We then use operationally collected statistics to characterize traffic of
the T1 and T3 NSFNET backbones. Because current infrastructural statistics
collection is oriented toward either short term operational requirements
or periodic simplistic traffic reports to funding agencies, this data
is often not conducive to assessing network workload or performance;
we evaluate to what extent they are useful for tasks in the taxonomy,
and propose improvements in current statistics collection architectures,
with particular application to the NSFNET backbone. We include an
investigation of the effects of sampling to characterize traffic and
evaluate performance in a high-speed wide-area network environment.

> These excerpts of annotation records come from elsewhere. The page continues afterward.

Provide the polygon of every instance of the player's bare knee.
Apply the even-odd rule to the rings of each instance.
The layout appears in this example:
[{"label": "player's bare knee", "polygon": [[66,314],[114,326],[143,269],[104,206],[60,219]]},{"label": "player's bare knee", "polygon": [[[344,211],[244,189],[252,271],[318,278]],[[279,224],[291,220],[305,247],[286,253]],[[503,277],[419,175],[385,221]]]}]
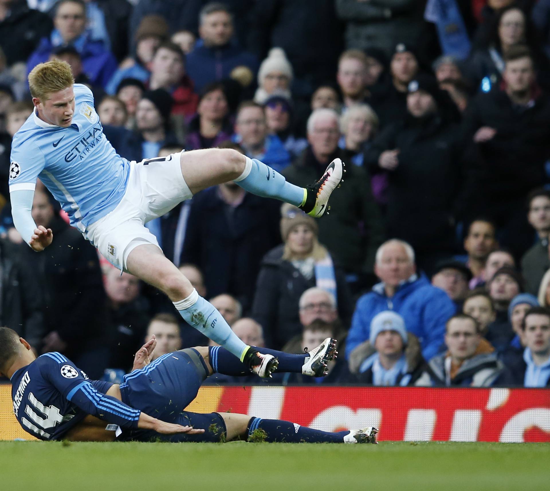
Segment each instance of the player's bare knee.
[{"label": "player's bare knee", "polygon": [[193,291],[189,280],[179,271],[161,274],[160,279],[162,291],[173,302],[183,300]]},{"label": "player's bare knee", "polygon": [[230,179],[234,179],[240,176],[244,171],[246,159],[240,152],[233,148],[221,148],[223,152],[222,159],[226,167],[227,173]]}]

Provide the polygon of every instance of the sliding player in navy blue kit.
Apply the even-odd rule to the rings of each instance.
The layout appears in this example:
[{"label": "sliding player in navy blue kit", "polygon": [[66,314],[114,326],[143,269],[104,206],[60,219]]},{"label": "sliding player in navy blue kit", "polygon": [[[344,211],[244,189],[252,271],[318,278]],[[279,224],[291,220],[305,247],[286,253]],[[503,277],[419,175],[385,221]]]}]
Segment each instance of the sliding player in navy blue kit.
[{"label": "sliding player in navy blue kit", "polygon": [[67,63],[53,60],[37,65],[29,75],[29,85],[35,109],[14,136],[9,168],[13,222],[23,240],[40,251],[53,239],[51,230],[37,227],[31,215],[40,177],[67,212],[71,225],[105,257],[162,290],[188,323],[233,353],[253,373],[269,377],[277,360],[233,333],[219,312],[164,256],[145,224],[199,191],[229,181],[320,217],[342,181],[342,161],[331,162],[307,188],[287,183],[260,161],[230,149],[129,162],[106,138],[91,91],[74,84]]},{"label": "sliding player in navy blue kit", "polygon": [[[213,367],[233,376],[246,374],[248,367],[220,346],[174,351],[150,363],[156,344],[153,336],[144,345],[134,369],[118,385],[88,380],[57,352],[36,358],[15,331],[0,327],[0,372],[11,380],[18,421],[41,440],[220,442],[246,439],[259,429],[266,442],[376,443],[372,427],[329,432],[279,420],[184,411]],[[277,356],[280,371],[323,376],[335,346],[329,338],[304,355],[258,349]]]}]

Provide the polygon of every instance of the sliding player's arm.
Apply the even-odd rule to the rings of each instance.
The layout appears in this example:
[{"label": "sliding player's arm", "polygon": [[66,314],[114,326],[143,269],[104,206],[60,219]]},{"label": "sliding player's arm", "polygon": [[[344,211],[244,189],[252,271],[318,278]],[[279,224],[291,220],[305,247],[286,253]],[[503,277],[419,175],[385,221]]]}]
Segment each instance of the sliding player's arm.
[{"label": "sliding player's arm", "polygon": [[72,362],[59,353],[48,353],[38,359],[44,378],[87,414],[129,429],[152,429],[164,434],[202,433],[189,426],[161,421],[99,392]]}]

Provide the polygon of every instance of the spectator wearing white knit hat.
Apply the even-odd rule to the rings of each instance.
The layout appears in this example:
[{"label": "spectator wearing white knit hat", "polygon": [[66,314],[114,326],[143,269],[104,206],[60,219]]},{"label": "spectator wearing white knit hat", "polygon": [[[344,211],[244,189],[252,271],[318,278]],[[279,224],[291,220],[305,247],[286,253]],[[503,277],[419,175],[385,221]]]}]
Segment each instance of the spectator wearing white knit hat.
[{"label": "spectator wearing white knit hat", "polygon": [[280,48],[272,48],[258,70],[258,89],[254,102],[263,104],[274,92],[290,99],[293,77],[292,65],[284,51]]}]

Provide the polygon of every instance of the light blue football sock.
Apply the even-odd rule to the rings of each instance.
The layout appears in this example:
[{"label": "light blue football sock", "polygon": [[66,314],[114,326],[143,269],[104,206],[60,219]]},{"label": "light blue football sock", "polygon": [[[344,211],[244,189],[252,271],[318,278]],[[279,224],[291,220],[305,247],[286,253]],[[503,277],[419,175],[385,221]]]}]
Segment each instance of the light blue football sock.
[{"label": "light blue football sock", "polygon": [[256,158],[246,157],[244,172],[236,179],[236,184],[249,192],[266,198],[274,198],[301,206],[305,202],[307,191],[287,183],[284,177],[274,169]]},{"label": "light blue football sock", "polygon": [[196,290],[194,289],[186,299],[173,304],[188,324],[243,361],[250,346],[237,337],[218,310]]}]

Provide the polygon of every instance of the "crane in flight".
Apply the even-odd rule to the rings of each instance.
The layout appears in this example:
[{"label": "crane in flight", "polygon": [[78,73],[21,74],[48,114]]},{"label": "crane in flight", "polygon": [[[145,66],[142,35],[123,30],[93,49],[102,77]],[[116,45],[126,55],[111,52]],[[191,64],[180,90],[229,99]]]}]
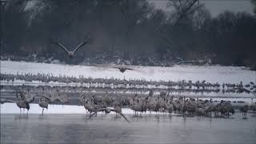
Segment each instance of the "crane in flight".
[{"label": "crane in flight", "polygon": [[60,43],[59,42],[57,41],[52,41],[52,43],[56,44],[58,46],[59,46],[61,48],[62,48],[68,54],[68,56],[70,58],[73,58],[74,56],[74,52],[76,52],[79,48],[81,48],[82,46],[84,46],[85,44],[86,44],[89,42],[89,38],[87,38],[85,42],[81,42],[79,45],[78,45],[74,50],[70,51],[68,50],[62,43]]},{"label": "crane in flight", "polygon": [[120,66],[112,66],[112,68],[118,69],[121,73],[124,73],[126,70],[134,70],[132,68],[127,67],[126,65],[120,65]]}]

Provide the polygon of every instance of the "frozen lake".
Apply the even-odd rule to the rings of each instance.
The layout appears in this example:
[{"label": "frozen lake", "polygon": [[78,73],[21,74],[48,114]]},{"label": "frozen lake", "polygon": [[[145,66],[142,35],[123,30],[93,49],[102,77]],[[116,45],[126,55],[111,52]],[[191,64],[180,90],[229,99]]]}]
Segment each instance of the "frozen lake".
[{"label": "frozen lake", "polygon": [[1,143],[254,143],[256,118],[1,114]]}]

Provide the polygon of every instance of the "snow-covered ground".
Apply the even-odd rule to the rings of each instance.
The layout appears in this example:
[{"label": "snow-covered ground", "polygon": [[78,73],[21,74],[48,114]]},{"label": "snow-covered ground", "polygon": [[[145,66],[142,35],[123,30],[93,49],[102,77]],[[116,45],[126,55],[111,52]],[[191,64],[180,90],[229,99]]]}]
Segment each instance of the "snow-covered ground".
[{"label": "snow-covered ground", "polygon": [[78,78],[102,78],[178,81],[206,80],[210,82],[243,83],[256,82],[256,72],[245,67],[221,66],[175,66],[174,67],[135,66],[136,70],[126,70],[124,74],[118,70],[107,67],[46,64],[25,62],[0,61],[1,74],[31,73],[37,74],[52,74],[54,76],[69,75]]},{"label": "snow-covered ground", "polygon": [[[210,98],[202,98],[210,99]],[[223,98],[222,98],[223,99]],[[224,98],[225,100],[231,100],[231,101],[244,101],[246,103],[250,104],[251,102],[255,102],[255,98],[253,102],[249,98]],[[213,98],[213,101],[218,100],[221,98]],[[234,106],[236,104],[233,104]],[[29,110],[29,114],[41,114],[42,108],[38,106],[38,104],[30,103],[30,109]],[[4,103],[0,105],[0,114],[19,114],[19,108],[16,106],[15,103]],[[124,114],[134,114],[134,111],[130,108],[122,108],[122,111]],[[22,110],[23,113],[23,110]],[[25,110],[26,113],[26,110]],[[86,110],[82,106],[70,106],[70,105],[49,105],[48,110],[45,109],[44,114],[86,114]],[[111,112],[110,114],[115,114]],[[151,114],[156,114],[155,112],[152,112]],[[150,114],[150,112],[146,112],[143,114]]]},{"label": "snow-covered ground", "polygon": [[[127,70],[124,74],[118,70],[106,67],[70,66],[60,64],[46,64],[25,62],[0,61],[1,74],[31,73],[37,74],[52,74],[54,76],[69,75],[79,78],[102,78],[178,81],[206,80],[210,82],[243,83],[256,82],[256,72],[246,70],[245,67],[220,66],[175,66],[174,67],[158,66],[132,66],[136,70]],[[234,98],[231,101],[236,101]],[[248,98],[238,99],[250,102]],[[40,114],[42,108],[38,104],[30,104],[30,114]],[[82,106],[51,105],[45,114],[85,114]],[[19,109],[14,103],[1,105],[1,114],[18,114]],[[126,114],[133,114],[130,109],[123,109]]]}]

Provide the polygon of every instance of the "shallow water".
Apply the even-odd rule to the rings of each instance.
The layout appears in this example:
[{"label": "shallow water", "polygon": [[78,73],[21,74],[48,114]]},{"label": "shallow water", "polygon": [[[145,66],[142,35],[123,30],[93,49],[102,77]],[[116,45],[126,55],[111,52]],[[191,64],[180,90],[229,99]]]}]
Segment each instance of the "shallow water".
[{"label": "shallow water", "polygon": [[1,114],[1,143],[254,143],[256,118]]}]

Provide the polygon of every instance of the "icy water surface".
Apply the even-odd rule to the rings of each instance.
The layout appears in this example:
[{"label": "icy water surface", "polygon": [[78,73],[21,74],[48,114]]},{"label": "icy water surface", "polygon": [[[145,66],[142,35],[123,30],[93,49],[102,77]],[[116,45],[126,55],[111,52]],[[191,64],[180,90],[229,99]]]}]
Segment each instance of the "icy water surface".
[{"label": "icy water surface", "polygon": [[1,143],[254,143],[256,118],[1,114]]}]

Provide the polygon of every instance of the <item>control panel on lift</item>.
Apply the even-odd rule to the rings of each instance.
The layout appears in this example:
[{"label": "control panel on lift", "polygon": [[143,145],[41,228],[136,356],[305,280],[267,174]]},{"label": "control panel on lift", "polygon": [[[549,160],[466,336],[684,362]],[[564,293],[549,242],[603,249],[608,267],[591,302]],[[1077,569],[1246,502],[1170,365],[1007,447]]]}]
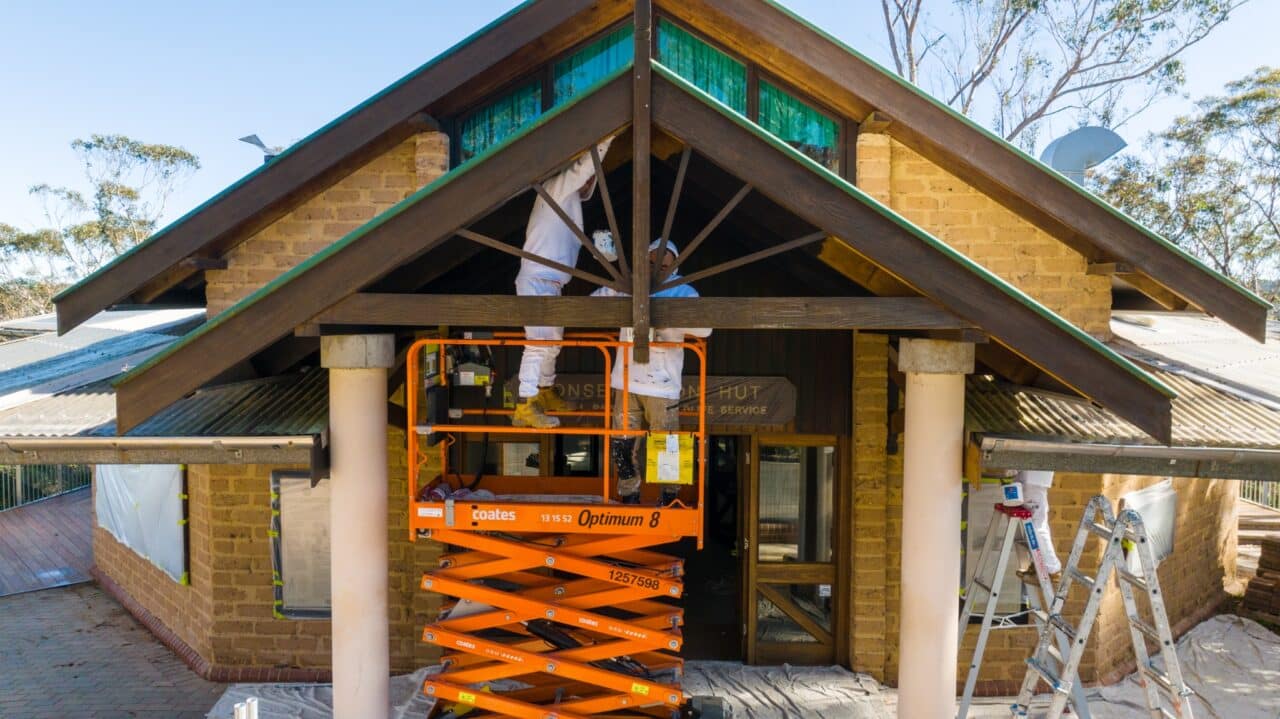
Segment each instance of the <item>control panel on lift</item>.
[{"label": "control panel on lift", "polygon": [[[549,412],[561,426],[516,427],[511,425],[513,389],[498,374],[498,356],[507,349],[518,352],[530,344],[556,344],[563,354],[590,352],[600,357],[602,388],[609,386],[614,357],[630,365],[630,343],[616,335],[572,335],[564,340],[527,340],[522,335],[467,333],[457,338],[421,339],[408,358],[408,376],[419,377],[419,391],[407,398],[410,426],[410,525],[419,530],[470,528],[480,531],[544,532],[628,532],[667,536],[672,540],[696,536],[701,542],[701,503],[707,446],[705,344],[701,340],[666,343],[698,357],[699,391],[682,400],[681,429],[649,432],[617,426],[616,406],[626,416],[628,395],[613,391],[596,394],[598,406],[567,412]],[[664,343],[654,343],[663,347]],[[627,348],[627,352],[616,352]],[[627,375],[623,367],[623,375]],[[463,467],[465,443],[479,443],[486,453],[486,439],[500,435],[525,436],[532,441],[545,435],[600,438],[603,459],[598,477],[557,477],[526,473],[471,472]],[[657,505],[621,504],[616,471],[611,461],[613,438],[634,438],[653,459],[641,464],[646,486],[680,486],[680,499]],[[668,461],[669,458],[669,461]],[[484,464],[484,459],[479,462]],[[648,493],[649,490],[646,490]]]}]

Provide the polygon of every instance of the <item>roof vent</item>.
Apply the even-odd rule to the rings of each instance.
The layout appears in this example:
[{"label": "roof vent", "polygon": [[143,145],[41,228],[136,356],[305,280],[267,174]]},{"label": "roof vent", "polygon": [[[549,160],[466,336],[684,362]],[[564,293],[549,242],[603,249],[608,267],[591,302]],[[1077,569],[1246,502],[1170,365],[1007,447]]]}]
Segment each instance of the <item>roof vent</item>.
[{"label": "roof vent", "polygon": [[253,147],[261,150],[264,165],[274,160],[276,155],[284,151],[283,147],[268,147],[266,143],[262,142],[262,139],[256,134],[246,134],[244,137],[241,138],[241,142],[252,145]]},{"label": "roof vent", "polygon": [[1084,170],[1101,165],[1128,143],[1107,128],[1083,127],[1048,143],[1041,162],[1066,175],[1075,184],[1084,184]]}]

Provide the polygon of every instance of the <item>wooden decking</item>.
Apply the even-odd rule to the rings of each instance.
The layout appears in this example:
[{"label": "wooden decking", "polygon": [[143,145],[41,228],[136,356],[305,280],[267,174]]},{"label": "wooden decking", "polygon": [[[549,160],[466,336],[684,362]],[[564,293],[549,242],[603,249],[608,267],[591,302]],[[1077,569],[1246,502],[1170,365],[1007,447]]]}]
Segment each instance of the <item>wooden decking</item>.
[{"label": "wooden decking", "polygon": [[90,581],[88,487],[0,512],[0,596]]}]

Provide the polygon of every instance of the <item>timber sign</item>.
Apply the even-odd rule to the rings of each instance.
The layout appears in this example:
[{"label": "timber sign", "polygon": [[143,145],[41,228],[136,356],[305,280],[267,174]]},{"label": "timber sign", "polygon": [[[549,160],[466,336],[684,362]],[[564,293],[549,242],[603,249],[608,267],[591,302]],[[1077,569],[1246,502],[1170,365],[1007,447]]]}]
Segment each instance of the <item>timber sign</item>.
[{"label": "timber sign", "polygon": [[[599,375],[558,375],[561,395],[579,403],[582,409],[603,409],[608,388]],[[516,379],[507,381],[504,400],[515,406]],[[698,377],[686,376],[678,400],[681,412],[698,411]],[[786,425],[796,416],[796,388],[786,377],[707,377],[707,423],[774,426]]]}]

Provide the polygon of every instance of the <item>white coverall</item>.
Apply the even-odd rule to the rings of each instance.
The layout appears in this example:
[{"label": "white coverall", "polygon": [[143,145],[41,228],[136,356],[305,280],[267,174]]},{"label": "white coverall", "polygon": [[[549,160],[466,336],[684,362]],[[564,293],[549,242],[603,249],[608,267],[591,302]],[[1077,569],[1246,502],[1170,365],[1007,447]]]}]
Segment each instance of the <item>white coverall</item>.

In the second part of the thesis we focus on items in the outlined taxonomy
that are not conducive to investigation using operationally collected
statistics. These items mostly involve short-term aspects of Internet
flows, which operationally collected statistics fail to expose. We
develop a general methodology for use in assessing Internet flow profiles
and their impact on an aggregate Internet workload. Our methodology
for profiling flows differs from many previous studies that have concentrated on
end-point definitions of flows defined by TCP connections using the TCP
SYN and FIN control mechanism. We focus on the IP layer and define flows
based on traffic satisfying various temporal and spatial locality conditions,
as observed at internal points of the network. We first define the parameter
space and then concentrate on metrics characterizing both individual flows
and the aggregate flow. Metrics of individual flows include: volume in
packets and bytes per flow, and flow duration. Metrics of the aggregate flow
, or workload characteristics from the network perspective, include: counts
of the number of active, new, and timed out flows per time interval; flow
interarrival and arrival processes; and flow locality metrics. Applying the
methodology to our measurements yields significant observations of the
Internet infrastructure, which have implications for performance requirements
of routers at Internet hotspots, general and specialized flow-based routing
algorithms, future usage-based accounting requirements, and traffic
prioritization.
Finally, we discuss trends that will affect how Internet service providers
collect statistics in the future. Improvements in operational statistics
collection, such as support for flow assessment, will help networking
activities along various time horizons, from defining service quality patterns
to long-term capacity planning. We offer a unique combination of operational
and research perspectives, allowing us to reduce the gaps among (1) what
network service providers need; (2) what statistics service providers can
provide; and (3) what network analysis requires.